Lijkendijk Marike, Licht Peter B, Neckelmann Kirsten
Department of Cardiothoracic Surgery, Odense University Hospital, Odense, Denmark
Department of Cardiothoracic Surgery, Odense University Hospital, Odense, Denmark.
Eur J Cardiothorac Surg. 2015 Dec;48(6):893-8; discussion 898. doi: 10.1093/ejcts/ezu535. Epub 2015 Jan 20.
Electronic drainage systems have shown superiority compared with traditional (water seal) drainage systems following lung resections, but the number of studies is limited. As part of a medico-technical evaluation, before change of practice to electronic drainage systems for routine thoracic surgery, we conducted a randomized controlled trial (RCT) investigating chest tube duration and length of hospitalization.
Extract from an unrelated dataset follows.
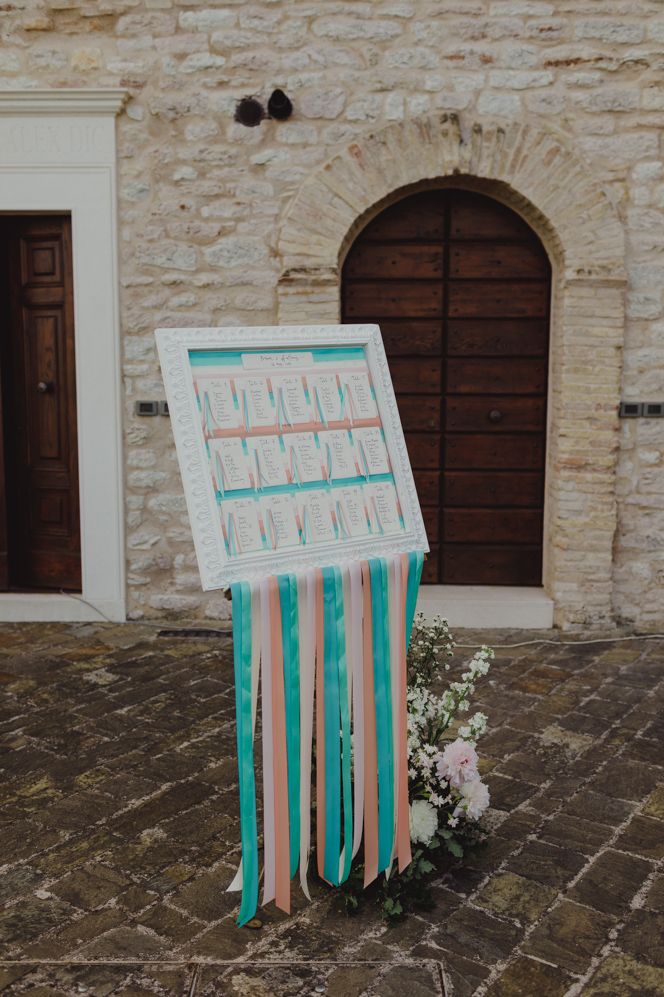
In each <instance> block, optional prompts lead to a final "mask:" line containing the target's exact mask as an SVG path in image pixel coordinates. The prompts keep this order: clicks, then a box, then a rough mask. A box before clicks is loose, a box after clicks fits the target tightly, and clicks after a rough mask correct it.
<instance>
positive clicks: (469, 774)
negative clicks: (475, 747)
mask: <svg viewBox="0 0 664 997" xmlns="http://www.w3.org/2000/svg"><path fill="white" fill-rule="evenodd" d="M438 775H439V776H440V778H441V779H444V780H446V781H447V782H449V784H450V786H454V788H455V789H459V787H460V786H463V784H464V782H470V780H471V779H478V778H479V773H478V771H477V752H476V751H475V749H474V748H473V746H472V744H468V742H467V741H462V740H461V738H457V739H456V741H452V743H451V744H448V745H447V747H446V748H445V750H444V751H443V754H442V755H441V758H440V761H439V762H438Z"/></svg>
Patients undergoing lobectomy were included in a prospective open label RCT. A strict algorithm was designed for early chest tube removal, and this decision was delegated to staff nurses. Data were analysed by Cox proportional hazard regression model adjusting for lung function, gender, age, BMI, video-assisted thoracic surgery (VATS) or open surgery and presence of incomplete fissure or pleural adhesions. Time was distinguished as possible (optimal) and actual time for chest tube removal, as well as length of hospitalization.
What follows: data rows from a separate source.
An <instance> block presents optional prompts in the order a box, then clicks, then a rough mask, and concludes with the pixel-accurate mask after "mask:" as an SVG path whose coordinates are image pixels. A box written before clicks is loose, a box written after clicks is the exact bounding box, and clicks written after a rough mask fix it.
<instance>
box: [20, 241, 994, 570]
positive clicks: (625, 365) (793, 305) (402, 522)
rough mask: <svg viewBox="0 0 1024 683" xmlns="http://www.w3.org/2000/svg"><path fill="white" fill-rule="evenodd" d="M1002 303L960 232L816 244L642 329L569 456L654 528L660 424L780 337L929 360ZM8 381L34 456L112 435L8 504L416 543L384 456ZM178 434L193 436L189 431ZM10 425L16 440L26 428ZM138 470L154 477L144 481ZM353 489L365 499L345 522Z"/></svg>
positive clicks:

A total of 105 patients were randomized. We found no significant difference between the electronic group and traditional group in optimal chest tube duration (HR = 0.83; 95% CI: 0.55-1.25; P = 0.367), actual chest tube duration (HR = 0.84; 95% CI: 0.55-1.26; P = 0.397) or length of hospital stay (HR = 0.91; 95% CI: 0.59-1.39; P = 0.651). No chest tubes had to be reinserted. Presence of pleural adhesions or an incomplete fissure was a significant predictor of chest tube duration (HR = 1.72; 95% CI: 1.15-2.77; P = 0.014).
Electronic drainage systems did not reduce chest tube duration or length of hospitalization significantly compared with traditional water seal drainage when a strict algorithm for chest tube removal was used. This algorithm allowed delegation of chest tube removal to staff nurses, and in some patients chest tubes could be removed safely on the day of surgery.
与传统(水封)引流系统相比,电子引流系统在肺切除术后已显示出优势,但相关研究数量有限。作为一项医学技术评估的一部分,在将常规胸外科手术的引流方式改为电子引流系统之前,我们进行了一项随机对照试验(RCT),以研究胸管留置时间和住院时间。
接受肺叶切除术的患者被纳入一项前瞻性开放标签RCT。设计了一个严格的早期拔除胸管算法,并将此决策委托给护士。通过Cox比例风险回归模型对数据进行分析,该模型对肺功能、性别、年龄、体重指数、电视辅助胸腔镜手术(VATS)或开放手术以及是否存在不完全裂或胸膜粘连进行了校正。时间分为胸管拔除的可能(最佳)时间和实际时间,以及住院时间。
共105例患者被随机分组。我们发现电子引流组和传统引流组在最佳胸管留置时间(HR = 0.83;95% CI:0.55 - 1.25;P = 0.367)、实际胸管留置时间(HR = 0.84;95% CI:0.55 - 1.26;P = 0.397)或住院时间(HR = 0.91;95% CI:0.59 - 1.39;P = 0.651)方面没有显著差异。无需重新插入胸管。胸膜粘连或不完全裂的存在是胸管留置时间的显著预测因素(HR = 1.72;95% CI:1.15 - 2.77;P = 0.014)。
当采用严格的胸管拔除算法时,与传统水封引流相比,电子引流系统并未显著缩短胸管留置时间或住院时间。该算法允许将胸管拔除委托给护士,并且在一些患者中,胸管可在手术当天安全拔除。